Covalent organic frameworks (COFs) serve as promising photocatalysts for sustainable photosynthesis of H ₂ O ₂ from water and air due to their well‐defined architecture and precisely controllable structure. The key to achieving high H ₂ O ₂ production rates lies in the efficient adsorption of O ₂ and effective charge transfer over COFs. In this work, we have studied a terpyridine‐based acrylonitrile‐linked COF (TPy‐acr COF) with optimum localized electron distribution and enhanced charge transfer for two‐electron transfer oxygen reduction toward H ₂ O ₂ production. The electron‐deficient pyridine nitrogen atoms in the terpyridine unit induce an asymmetric electron distribution with localized electron density at the adjacent carbon atoms, while the electron‐withdrawing acrylonitrile linkage increases the electron distribution asymmetry of the entire framework.

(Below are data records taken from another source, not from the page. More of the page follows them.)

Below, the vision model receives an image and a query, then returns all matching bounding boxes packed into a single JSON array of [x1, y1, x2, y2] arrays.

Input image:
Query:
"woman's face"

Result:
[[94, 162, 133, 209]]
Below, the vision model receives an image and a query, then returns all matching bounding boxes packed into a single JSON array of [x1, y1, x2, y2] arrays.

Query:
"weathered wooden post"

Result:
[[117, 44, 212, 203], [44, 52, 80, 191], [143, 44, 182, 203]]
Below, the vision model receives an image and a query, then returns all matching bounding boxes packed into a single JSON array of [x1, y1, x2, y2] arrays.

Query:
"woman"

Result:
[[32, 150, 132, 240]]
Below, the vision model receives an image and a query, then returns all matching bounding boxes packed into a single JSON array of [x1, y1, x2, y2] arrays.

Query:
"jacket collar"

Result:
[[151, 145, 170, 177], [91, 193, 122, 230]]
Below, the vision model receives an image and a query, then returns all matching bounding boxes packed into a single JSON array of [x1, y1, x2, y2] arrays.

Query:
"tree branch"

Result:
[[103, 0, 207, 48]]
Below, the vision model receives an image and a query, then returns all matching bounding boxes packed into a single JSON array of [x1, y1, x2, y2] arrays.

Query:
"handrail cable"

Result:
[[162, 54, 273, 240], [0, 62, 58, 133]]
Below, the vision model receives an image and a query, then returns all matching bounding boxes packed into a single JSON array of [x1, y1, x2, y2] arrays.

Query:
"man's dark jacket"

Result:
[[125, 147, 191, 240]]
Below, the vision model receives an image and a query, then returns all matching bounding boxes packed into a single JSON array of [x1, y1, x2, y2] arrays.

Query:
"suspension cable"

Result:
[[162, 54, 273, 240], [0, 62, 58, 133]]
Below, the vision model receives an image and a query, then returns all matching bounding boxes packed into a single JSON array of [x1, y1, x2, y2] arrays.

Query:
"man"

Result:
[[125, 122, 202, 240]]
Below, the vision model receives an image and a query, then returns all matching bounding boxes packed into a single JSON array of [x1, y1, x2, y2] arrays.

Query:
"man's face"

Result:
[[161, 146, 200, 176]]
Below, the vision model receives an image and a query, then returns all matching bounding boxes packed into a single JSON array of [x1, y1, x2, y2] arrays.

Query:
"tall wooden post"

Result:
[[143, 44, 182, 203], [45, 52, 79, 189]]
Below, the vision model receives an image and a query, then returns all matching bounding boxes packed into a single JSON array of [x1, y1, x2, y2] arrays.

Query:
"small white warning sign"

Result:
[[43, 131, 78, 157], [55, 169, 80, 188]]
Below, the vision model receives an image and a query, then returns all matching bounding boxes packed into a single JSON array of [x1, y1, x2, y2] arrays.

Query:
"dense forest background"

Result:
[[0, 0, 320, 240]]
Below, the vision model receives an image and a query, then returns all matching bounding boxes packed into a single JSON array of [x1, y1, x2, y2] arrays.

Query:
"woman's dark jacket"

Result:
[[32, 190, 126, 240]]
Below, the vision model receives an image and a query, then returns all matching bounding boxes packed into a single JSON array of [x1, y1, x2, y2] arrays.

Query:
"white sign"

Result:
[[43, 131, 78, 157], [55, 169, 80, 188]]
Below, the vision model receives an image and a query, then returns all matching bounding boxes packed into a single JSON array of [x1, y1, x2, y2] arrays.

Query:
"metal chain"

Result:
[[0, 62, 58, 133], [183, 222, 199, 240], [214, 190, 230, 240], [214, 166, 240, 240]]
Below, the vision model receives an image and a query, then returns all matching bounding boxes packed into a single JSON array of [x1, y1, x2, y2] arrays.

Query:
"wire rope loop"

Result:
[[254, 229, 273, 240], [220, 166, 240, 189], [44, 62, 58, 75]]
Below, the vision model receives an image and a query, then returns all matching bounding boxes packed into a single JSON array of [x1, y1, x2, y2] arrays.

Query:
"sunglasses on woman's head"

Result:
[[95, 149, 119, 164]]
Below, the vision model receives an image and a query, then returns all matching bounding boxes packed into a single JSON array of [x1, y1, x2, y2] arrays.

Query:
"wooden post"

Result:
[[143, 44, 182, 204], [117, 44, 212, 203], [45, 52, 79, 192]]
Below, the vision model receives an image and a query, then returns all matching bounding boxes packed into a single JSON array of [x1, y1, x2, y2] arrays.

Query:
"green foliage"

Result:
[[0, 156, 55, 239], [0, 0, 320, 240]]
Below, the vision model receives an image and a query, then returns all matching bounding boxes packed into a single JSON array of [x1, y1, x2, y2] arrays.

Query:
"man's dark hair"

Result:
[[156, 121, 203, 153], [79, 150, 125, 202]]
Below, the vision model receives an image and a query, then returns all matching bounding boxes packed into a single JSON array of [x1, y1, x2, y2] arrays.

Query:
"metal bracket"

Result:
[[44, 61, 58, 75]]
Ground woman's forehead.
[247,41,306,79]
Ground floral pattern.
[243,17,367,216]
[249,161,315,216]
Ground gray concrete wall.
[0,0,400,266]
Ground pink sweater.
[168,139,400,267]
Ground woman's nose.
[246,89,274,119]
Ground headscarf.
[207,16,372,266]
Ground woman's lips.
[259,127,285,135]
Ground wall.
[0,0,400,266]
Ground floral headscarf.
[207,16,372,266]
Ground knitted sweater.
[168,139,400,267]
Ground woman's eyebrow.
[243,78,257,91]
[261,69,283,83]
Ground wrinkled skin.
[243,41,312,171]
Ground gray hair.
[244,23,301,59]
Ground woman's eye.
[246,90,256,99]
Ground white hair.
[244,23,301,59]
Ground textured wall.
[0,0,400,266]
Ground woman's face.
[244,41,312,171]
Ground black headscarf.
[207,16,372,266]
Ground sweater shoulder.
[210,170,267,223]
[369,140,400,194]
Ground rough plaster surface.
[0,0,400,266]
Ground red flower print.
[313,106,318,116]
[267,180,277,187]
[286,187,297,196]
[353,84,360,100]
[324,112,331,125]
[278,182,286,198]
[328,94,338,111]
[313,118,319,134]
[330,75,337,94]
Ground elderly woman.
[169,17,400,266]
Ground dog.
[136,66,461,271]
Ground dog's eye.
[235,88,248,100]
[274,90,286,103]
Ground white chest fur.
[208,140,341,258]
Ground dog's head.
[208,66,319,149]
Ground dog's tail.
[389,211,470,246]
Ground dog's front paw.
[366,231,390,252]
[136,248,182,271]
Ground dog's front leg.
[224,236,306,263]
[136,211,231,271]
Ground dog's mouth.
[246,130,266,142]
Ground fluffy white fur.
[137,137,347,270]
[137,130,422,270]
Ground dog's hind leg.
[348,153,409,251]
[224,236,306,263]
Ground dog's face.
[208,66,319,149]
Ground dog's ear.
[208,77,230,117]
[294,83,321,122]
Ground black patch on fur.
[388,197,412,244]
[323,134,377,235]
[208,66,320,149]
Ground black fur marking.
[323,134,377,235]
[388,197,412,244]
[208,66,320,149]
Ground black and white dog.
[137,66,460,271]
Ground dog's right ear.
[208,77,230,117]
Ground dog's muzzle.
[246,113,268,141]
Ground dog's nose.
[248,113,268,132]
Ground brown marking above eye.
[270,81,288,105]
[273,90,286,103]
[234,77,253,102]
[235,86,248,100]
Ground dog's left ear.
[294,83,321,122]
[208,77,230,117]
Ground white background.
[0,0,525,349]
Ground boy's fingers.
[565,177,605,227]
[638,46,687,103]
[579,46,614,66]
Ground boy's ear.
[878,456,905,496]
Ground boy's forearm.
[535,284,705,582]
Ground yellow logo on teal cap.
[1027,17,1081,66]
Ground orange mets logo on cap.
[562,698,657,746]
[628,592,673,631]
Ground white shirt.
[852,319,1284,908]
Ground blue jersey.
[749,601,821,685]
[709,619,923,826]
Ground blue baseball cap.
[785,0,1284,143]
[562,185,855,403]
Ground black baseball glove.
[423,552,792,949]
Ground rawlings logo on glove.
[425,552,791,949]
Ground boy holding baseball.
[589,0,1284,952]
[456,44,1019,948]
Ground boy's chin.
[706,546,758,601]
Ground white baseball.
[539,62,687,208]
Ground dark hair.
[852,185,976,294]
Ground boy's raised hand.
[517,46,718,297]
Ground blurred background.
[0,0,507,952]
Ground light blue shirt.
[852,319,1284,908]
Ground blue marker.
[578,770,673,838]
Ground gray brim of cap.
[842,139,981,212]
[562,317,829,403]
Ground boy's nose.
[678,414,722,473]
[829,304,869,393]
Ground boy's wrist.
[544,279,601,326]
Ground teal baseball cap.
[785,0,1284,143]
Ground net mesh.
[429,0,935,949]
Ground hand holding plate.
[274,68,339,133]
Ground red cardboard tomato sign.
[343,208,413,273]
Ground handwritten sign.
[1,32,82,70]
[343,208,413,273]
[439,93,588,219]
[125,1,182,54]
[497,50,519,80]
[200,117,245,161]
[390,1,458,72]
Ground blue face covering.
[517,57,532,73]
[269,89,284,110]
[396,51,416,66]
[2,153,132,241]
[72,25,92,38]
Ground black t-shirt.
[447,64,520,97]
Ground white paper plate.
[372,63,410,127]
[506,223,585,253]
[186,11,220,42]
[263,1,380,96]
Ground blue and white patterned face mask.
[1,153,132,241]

Consequently, the high electron‐density carbon atoms in the terpyridine units of TPy‐acr COF show strong binding for O ₂ and fast charge transfer to the key intermediate ^* OOH. Remarkably, the TPy‐acr COF enabled a high production rate of 4.85 mmol g ⁻¹ h ⁻¹ for H ₂ O ₂ directly from water and air. An outdoor scale‐up experiment shows an average H ₂ O ₂ production rate of 1.14 mmol g ⁻¹ h ⁻¹ over TPy‐acr COF using water in ambient air under natural sunlight, demonstrating practical application potential with sustainability, simplicity, and scalability.